I am trying to pickle a python dictionary object containing ray dataset. The purpose of doing this is to checkpoint the dataset so that it can be used later for fault tolerance.

Here the code which I am using to do so:

import ray
import ray.cloudpickle as cloudpickle
# ray.init("ray://localhost:10001")
ray_dataset = ray.data.range(10)
map = {'key1': 'value1', 'ray_dataset' : ray_dataset}
pickled_map = cloudpickle.dumps(map)
print("pickled_map:" , pickled_map)

map1 = ray.cloudpickle.loads(pickled_map)
print("map1:" , map1)

The above code works when run in local standalone mode.
But when I uncomment in line: ray.init("ray://localhost:10001") to connect to a ray cluster run using local k8s setup, it fails with the below mentioned error:

    pickled_map = cloudpickle.dumps(map)
  File "<python site packages dir>/ray/cloudpickle/cloudpickle_fast.py", line 73, in dumps
    cp.dump(obj)
  File "<python site packages dir>/ray/cloudpickle/cloudpickle_fast.py", line 620, in dump
    return Pickler.dump(self, obj)
  File "<python site packages dir>/ray/util/client/common.py", line 340, in __call__
    raise TypeError("Actor methods cannot be called directly. Instead "
TypeError: Actor methods cannot be called directly. Instead of running 'object.__getstate__()', try 'object.__getstate__.remote()'.
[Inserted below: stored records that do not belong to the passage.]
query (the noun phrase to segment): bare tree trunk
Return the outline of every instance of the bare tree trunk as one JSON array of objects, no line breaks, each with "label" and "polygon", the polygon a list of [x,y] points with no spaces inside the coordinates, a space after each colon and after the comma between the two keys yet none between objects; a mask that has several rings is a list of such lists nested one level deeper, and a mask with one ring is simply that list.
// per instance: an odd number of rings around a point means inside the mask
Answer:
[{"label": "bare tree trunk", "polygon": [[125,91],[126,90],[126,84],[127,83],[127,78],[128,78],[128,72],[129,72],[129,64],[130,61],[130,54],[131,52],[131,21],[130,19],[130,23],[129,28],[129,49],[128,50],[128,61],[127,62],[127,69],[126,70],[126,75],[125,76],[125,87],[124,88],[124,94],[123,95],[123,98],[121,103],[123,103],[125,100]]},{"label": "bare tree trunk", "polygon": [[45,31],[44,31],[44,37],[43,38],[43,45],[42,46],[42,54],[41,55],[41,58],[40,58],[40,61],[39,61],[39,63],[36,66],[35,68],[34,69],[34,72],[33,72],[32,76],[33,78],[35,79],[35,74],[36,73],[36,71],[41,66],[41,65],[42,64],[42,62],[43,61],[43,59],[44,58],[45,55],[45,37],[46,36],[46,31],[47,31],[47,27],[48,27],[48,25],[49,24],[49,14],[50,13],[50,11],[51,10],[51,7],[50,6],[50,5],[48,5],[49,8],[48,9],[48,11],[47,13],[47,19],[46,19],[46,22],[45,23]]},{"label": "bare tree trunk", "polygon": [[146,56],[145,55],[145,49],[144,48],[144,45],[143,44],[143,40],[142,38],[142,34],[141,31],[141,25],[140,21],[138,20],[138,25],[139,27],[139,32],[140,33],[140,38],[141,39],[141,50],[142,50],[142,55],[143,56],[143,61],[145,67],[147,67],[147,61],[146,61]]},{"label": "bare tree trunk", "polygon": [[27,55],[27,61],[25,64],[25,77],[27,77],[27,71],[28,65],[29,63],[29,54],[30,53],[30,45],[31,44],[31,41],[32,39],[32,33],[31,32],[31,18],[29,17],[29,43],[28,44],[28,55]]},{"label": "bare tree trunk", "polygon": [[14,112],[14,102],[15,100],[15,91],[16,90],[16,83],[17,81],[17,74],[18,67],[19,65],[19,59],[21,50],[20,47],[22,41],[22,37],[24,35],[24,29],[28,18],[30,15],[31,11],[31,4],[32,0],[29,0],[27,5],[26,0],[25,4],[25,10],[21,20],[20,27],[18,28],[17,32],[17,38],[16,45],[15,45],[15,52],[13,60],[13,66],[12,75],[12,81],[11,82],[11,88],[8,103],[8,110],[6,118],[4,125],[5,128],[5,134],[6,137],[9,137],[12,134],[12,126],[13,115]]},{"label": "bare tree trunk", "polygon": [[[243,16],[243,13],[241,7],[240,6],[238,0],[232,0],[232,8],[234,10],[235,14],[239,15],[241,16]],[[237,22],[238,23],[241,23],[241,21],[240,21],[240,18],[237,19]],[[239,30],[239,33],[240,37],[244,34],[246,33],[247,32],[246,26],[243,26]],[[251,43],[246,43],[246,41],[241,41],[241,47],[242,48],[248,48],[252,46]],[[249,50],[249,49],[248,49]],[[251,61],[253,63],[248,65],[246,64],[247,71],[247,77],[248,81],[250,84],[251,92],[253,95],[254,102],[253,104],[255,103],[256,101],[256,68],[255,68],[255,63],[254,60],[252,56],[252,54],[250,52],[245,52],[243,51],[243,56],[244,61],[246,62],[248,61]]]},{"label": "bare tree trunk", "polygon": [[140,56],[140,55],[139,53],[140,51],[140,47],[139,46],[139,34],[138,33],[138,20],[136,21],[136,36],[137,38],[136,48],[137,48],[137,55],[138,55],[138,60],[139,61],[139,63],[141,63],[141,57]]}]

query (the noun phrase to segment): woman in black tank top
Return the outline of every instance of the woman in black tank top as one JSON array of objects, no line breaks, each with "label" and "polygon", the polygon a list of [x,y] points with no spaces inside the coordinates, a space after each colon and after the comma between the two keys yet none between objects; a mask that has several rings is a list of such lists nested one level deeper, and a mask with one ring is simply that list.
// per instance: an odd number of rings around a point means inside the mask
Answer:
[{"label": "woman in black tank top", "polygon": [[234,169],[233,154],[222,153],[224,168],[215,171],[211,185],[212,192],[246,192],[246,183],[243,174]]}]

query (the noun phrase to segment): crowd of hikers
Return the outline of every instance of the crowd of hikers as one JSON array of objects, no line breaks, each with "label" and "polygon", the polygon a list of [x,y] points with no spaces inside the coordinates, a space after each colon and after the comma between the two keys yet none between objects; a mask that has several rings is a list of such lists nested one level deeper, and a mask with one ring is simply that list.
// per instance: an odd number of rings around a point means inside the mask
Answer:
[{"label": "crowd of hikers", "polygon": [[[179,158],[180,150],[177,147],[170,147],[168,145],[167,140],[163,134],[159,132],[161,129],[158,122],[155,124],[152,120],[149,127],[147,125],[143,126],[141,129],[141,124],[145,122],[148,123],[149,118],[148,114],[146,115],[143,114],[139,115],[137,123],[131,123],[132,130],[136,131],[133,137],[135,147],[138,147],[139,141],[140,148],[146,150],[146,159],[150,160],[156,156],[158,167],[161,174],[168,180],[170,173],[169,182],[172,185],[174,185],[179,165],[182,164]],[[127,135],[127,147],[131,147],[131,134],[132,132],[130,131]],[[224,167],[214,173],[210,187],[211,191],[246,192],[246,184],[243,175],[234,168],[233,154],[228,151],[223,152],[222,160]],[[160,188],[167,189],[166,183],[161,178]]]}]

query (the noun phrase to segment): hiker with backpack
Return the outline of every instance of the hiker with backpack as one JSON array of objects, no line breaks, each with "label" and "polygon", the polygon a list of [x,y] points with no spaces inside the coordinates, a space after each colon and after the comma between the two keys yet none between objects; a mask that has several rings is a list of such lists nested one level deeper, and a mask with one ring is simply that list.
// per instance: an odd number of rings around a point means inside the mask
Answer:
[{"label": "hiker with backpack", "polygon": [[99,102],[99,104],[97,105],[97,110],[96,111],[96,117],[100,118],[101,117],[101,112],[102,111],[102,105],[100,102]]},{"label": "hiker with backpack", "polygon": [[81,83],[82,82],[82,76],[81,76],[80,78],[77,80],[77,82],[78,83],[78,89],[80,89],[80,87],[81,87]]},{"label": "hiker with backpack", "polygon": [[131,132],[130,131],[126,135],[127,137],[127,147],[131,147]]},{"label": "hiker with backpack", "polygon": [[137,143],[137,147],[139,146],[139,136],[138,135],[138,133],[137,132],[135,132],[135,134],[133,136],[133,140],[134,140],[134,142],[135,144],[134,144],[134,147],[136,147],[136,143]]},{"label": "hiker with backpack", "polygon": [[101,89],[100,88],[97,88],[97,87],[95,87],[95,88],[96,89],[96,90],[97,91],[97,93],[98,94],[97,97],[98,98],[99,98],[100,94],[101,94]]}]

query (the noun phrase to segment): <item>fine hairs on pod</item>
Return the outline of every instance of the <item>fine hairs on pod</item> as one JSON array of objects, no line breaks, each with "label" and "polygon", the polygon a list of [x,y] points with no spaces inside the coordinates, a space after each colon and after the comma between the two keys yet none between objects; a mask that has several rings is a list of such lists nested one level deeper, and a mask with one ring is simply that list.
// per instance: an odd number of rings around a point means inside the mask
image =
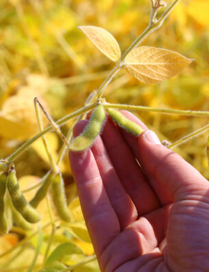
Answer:
[{"label": "fine hairs on pod", "polygon": [[102,104],[99,104],[92,113],[83,132],[71,141],[70,150],[79,152],[89,148],[100,133],[105,118],[105,109]]},{"label": "fine hairs on pod", "polygon": [[23,218],[29,223],[37,223],[40,219],[40,215],[26,201],[20,189],[16,172],[14,167],[10,169],[7,178],[7,187],[12,199],[12,204]]},{"label": "fine hairs on pod", "polygon": [[71,216],[68,208],[64,182],[61,173],[56,174],[53,178],[51,193],[53,202],[58,216],[63,221],[70,221]]},{"label": "fine hairs on pod", "polygon": [[139,126],[135,122],[126,118],[120,111],[113,109],[108,109],[108,113],[110,118],[114,121],[119,126],[124,128],[129,133],[134,135],[139,136],[144,130]]}]

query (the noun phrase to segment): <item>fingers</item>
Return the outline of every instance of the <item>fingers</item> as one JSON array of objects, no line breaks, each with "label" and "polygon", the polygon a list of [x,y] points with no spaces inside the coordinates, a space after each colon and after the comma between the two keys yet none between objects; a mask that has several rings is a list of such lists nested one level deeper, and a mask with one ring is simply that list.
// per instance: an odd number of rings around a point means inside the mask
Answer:
[{"label": "fingers", "polygon": [[139,138],[139,161],[162,202],[186,199],[208,189],[208,182],[178,154],[161,144],[151,131]]},{"label": "fingers", "polygon": [[[83,120],[76,124],[74,129],[74,135],[82,132],[87,122],[87,120]],[[95,139],[91,150],[121,228],[126,228],[137,219],[136,208],[122,185],[100,136]]]},{"label": "fingers", "polygon": [[156,249],[166,234],[169,209],[167,206],[140,217],[117,236],[101,256],[102,271],[115,271],[126,262]]},{"label": "fingers", "polygon": [[[158,200],[120,131],[109,120],[102,138],[122,186],[135,204],[139,216],[159,207]],[[137,146],[137,137],[133,137]]]},{"label": "fingers", "polygon": [[137,209],[121,184],[100,136],[94,140],[91,150],[107,195],[123,229],[137,219]]},{"label": "fingers", "polygon": [[70,151],[69,157],[83,216],[96,253],[99,256],[120,233],[120,223],[91,150]]}]

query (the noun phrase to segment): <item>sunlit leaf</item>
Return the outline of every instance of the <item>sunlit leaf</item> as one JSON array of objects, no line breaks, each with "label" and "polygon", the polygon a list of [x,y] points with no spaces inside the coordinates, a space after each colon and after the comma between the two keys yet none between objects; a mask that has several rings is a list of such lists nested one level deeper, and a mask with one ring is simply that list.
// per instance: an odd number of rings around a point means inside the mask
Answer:
[{"label": "sunlit leaf", "polygon": [[74,254],[83,254],[83,251],[72,243],[64,243],[58,245],[55,249],[51,254],[46,262],[46,266],[57,260],[61,262],[66,255]]},{"label": "sunlit leaf", "polygon": [[192,61],[169,50],[140,46],[127,55],[125,64],[132,76],[150,84],[175,76]]},{"label": "sunlit leaf", "polygon": [[121,57],[119,44],[115,38],[107,30],[98,27],[79,27],[93,44],[113,62],[117,62]]},{"label": "sunlit leaf", "polygon": [[194,0],[189,1],[186,10],[199,23],[204,26],[208,26],[208,0]]},{"label": "sunlit leaf", "polygon": [[63,271],[64,269],[66,269],[66,267],[67,267],[64,264],[55,261],[53,262],[50,266],[43,268],[38,272],[58,272]]},{"label": "sunlit leaf", "polygon": [[[36,95],[37,93],[23,88],[5,101],[0,111],[1,136],[25,140],[38,132],[33,106]],[[46,103],[43,104],[46,108]],[[44,124],[48,123],[46,118],[43,122]]]}]

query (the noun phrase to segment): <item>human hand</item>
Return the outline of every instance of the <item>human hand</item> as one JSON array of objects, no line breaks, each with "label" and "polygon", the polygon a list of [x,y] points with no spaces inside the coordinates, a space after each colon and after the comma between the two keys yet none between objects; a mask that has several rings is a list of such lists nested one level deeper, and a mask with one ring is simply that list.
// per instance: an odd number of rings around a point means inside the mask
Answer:
[{"label": "human hand", "polygon": [[69,157],[102,272],[209,271],[209,183],[154,133],[137,138],[109,119]]}]

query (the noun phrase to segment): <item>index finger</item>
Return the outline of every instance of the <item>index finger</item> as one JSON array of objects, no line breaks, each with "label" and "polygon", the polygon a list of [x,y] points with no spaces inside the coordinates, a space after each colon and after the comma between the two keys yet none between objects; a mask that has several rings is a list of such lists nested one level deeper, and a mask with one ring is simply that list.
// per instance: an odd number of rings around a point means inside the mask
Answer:
[{"label": "index finger", "polygon": [[91,149],[70,151],[69,159],[85,221],[96,253],[100,256],[120,233],[120,222]]}]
Please let me know how can we get the pickling work here.

How severe does this issue affect your experience of using Ray?
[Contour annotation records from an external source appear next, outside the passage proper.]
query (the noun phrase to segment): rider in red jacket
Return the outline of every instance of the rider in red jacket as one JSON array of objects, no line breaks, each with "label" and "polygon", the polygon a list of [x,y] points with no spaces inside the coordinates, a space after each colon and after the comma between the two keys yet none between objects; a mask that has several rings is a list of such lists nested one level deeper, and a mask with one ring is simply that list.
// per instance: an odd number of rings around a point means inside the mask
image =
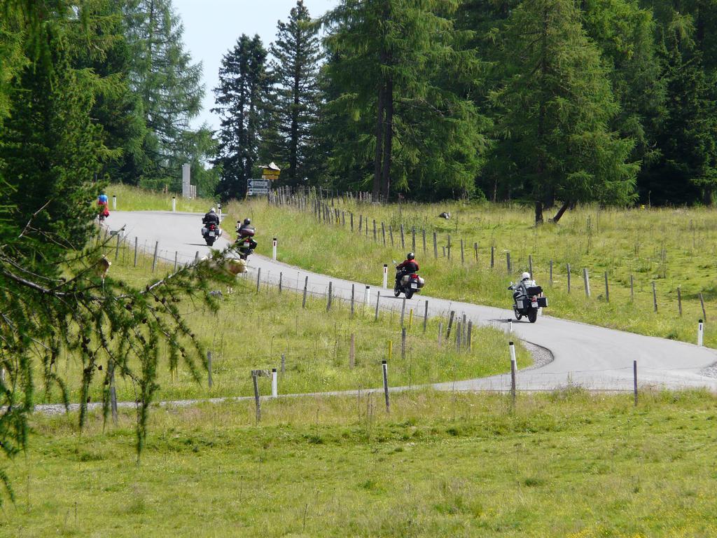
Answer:
[{"label": "rider in red jacket", "polygon": [[396,266],[396,283],[398,283],[404,275],[411,275],[418,272],[418,262],[416,261],[416,255],[409,253],[406,255],[406,260]]}]

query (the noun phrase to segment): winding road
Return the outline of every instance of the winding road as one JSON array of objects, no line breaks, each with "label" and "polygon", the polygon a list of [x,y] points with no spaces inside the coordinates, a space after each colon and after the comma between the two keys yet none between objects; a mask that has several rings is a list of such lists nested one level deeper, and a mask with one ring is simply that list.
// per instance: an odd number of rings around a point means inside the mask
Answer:
[{"label": "winding road", "polygon": [[[192,213],[115,211],[112,214],[111,222],[108,221],[107,225],[110,230],[125,225],[124,233],[128,241],[133,243],[136,237],[140,247],[150,253],[153,252],[156,243],[159,255],[163,258],[174,262],[176,253],[178,263],[187,263],[194,260],[197,253],[200,257],[209,253],[209,247],[200,233],[201,217]],[[270,240],[261,235],[260,223],[258,230],[258,241]],[[228,244],[226,240],[220,239],[214,247],[224,248]],[[281,259],[280,248],[278,258]],[[250,258],[249,265],[248,278],[255,279],[260,269],[262,282],[278,283],[281,273],[283,286],[303,290],[305,278],[308,277],[308,291],[321,294],[326,293],[331,282],[334,296],[345,299],[350,298],[353,284],[356,285],[356,299],[364,301],[366,285],[363,283],[311,273],[257,255]],[[389,275],[389,283],[391,278],[392,275]],[[372,308],[375,308],[377,292],[381,294],[381,308],[400,305],[401,299],[394,298],[391,290],[371,286],[369,301]],[[510,293],[506,292],[506,305],[510,300]],[[513,318],[513,312],[509,310],[423,294],[407,301],[407,311],[412,308],[422,315],[427,301],[429,316],[445,316],[452,310],[457,316],[465,314],[474,325],[492,325],[505,331],[509,330],[508,320]],[[516,338],[546,348],[553,356],[552,361],[538,367],[521,369],[518,364],[517,384],[521,390],[551,390],[569,384],[592,390],[630,390],[633,385],[634,360],[637,362],[637,378],[641,387],[706,387],[717,390],[717,378],[708,374],[708,371],[714,369],[709,367],[717,361],[717,354],[711,349],[550,316],[538,317],[536,324],[513,319],[512,329]],[[695,339],[696,329],[695,326]],[[474,345],[480,343],[475,342]],[[505,390],[509,386],[510,376],[503,374],[457,382],[455,387],[452,383],[438,384],[436,388]]]}]

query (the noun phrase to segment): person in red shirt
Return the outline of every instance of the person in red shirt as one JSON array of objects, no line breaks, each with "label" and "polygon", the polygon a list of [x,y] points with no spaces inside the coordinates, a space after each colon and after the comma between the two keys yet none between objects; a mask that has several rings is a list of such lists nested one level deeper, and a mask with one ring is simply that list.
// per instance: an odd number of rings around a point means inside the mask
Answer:
[{"label": "person in red shirt", "polygon": [[396,266],[396,283],[398,284],[405,275],[412,275],[418,272],[418,262],[416,255],[409,253],[406,255],[405,261]]}]

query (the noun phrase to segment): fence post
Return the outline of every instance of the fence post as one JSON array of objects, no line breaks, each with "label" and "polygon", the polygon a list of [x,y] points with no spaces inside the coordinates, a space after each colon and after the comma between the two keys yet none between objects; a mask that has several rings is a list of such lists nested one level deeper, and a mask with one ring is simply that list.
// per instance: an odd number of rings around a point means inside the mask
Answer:
[{"label": "fence post", "polygon": [[384,374],[384,395],[386,397],[386,412],[391,412],[391,402],[389,401],[389,365],[386,361],[381,362],[381,369]]},{"label": "fence post", "polygon": [[516,372],[518,369],[518,363],[516,361],[516,347],[513,342],[508,343],[511,349],[511,399],[513,402],[513,407],[516,407]]},{"label": "fence post", "polygon": [[632,390],[635,392],[635,406],[637,407],[637,361],[632,361]]},{"label": "fence post", "polygon": [[254,383],[254,403],[257,406],[257,423],[262,421],[262,404],[259,400],[259,382],[257,379],[257,374],[252,372],[252,381]]},{"label": "fence post", "polygon": [[356,335],[351,333],[351,344],[348,348],[348,367],[353,369],[356,365]]},{"label": "fence post", "polygon": [[154,269],[157,266],[157,252],[159,250],[159,241],[156,241],[154,243],[154,258],[152,258],[152,273],[154,273]]},{"label": "fence post", "polygon": [[308,285],[309,285],[309,278],[307,276],[306,278],[304,280],[304,297],[301,300],[302,308],[306,308],[306,288],[308,288]]},{"label": "fence post", "polygon": [[355,285],[351,284],[351,317],[353,317],[353,298],[356,294]]}]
  • Medium: It contributes to significant difficulty to complete my task, but I can work around it.

@Clark_Zinzow could you answer this question?

Hi @Preeti_Joshi, this works for me on latest master, what version of Ray are you using?
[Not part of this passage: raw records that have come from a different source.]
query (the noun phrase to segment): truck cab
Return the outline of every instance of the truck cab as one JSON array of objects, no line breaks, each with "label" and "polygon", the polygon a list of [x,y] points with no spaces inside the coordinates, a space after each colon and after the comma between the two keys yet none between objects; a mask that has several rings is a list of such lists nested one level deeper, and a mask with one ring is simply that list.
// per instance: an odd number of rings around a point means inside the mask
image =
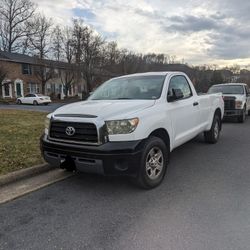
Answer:
[{"label": "truck cab", "polygon": [[225,83],[213,85],[208,93],[222,93],[225,102],[224,117],[236,117],[244,123],[250,115],[250,90],[245,83]]}]

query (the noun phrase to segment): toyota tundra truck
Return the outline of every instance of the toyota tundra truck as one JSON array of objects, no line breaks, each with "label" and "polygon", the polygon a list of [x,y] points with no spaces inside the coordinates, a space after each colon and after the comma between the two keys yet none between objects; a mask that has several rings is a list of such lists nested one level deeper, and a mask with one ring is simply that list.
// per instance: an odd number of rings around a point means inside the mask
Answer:
[{"label": "toyota tundra truck", "polygon": [[250,91],[245,83],[225,83],[213,85],[208,93],[222,93],[225,103],[224,117],[236,117],[244,123],[250,115]]},{"label": "toyota tundra truck", "polygon": [[51,165],[126,175],[150,189],[162,182],[175,148],[200,133],[218,141],[223,115],[222,95],[197,95],[182,72],[125,75],[49,114],[41,151]]}]

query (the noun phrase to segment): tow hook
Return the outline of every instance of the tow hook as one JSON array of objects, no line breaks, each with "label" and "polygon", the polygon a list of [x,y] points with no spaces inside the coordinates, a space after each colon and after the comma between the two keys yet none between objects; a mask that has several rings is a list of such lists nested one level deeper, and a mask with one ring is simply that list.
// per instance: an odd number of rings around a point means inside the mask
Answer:
[{"label": "tow hook", "polygon": [[74,160],[70,156],[67,156],[64,159],[61,159],[60,168],[66,169],[68,171],[74,171],[76,170],[76,165]]}]

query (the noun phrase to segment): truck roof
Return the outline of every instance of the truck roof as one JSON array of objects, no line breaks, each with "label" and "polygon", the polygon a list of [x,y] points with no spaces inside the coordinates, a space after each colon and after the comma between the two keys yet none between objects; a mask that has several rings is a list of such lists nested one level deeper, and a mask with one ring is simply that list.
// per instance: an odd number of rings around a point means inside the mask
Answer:
[{"label": "truck roof", "polygon": [[227,86],[227,85],[241,85],[241,86],[243,86],[243,85],[247,85],[247,84],[246,83],[239,83],[239,82],[235,82],[235,83],[230,82],[230,83],[214,84],[213,86]]},{"label": "truck roof", "polygon": [[[127,77],[127,76],[166,76],[167,74],[184,74],[183,72],[180,71],[158,71],[158,72],[144,72],[144,73],[135,73],[135,74],[128,74],[128,75],[123,75],[120,77]],[[118,77],[118,78],[120,78]]]}]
I am using ray 1.11.0. Let me try the latest dev 2.0 build though.

Hello @Clark_Zinzow , I tried with latest 2.0.0.dev0 (Linux Python 3.7 wheel) but still getting the same error. Again not in local standalone mode, but in k8s based cluster mode.

Thanks for checking @Preeti_Joshi and apologies for the late response, I momentarily lost track of this thread, but I’ll dig into this on Monday!

Hello @Clark_Zinzow, did you get a chance to look into this issue?

Hello @Clark_Zinzow, following up on this again. Did you get a chance to check the pickling error mentioned in this thread?

Hi @Preeti_Joshi, I was able to reproduce this on latest master when using Ray Client, doing a quick debugging push to see if I can determine the underlying issue.

It looks like this is an underlying issue with Ray Client, where direct serialization of an actor handle created under Ray Client fails due to a direct method call check on the actor handle. The below minimal reproduction also fails:

import ray
import ray.cloudpickle as cloudpickle
ray.init("ray://localhost:10001")

@ray.remote
class Foo:
    def ping(self):
        return "ok"

f = Foo.remote()
s = cloudpickle.dumps(f)  # This raises the same error.

Interestingly, in-band serialization of the actor handle by passing it to another task does not fail, so Ray task arguments must go through a slightly different serialization path than direct out-of-band serialization with our cloudpickle:

@ray.remote
def bar(h):
    return ray.get(h.ping.remote())

ray.get(bar.remote(f))  # This works just fine.

cc @ckw017 for Ray Client-specific things, do we expect direct, out-of-band serialization of actor handles to work under Ray Client?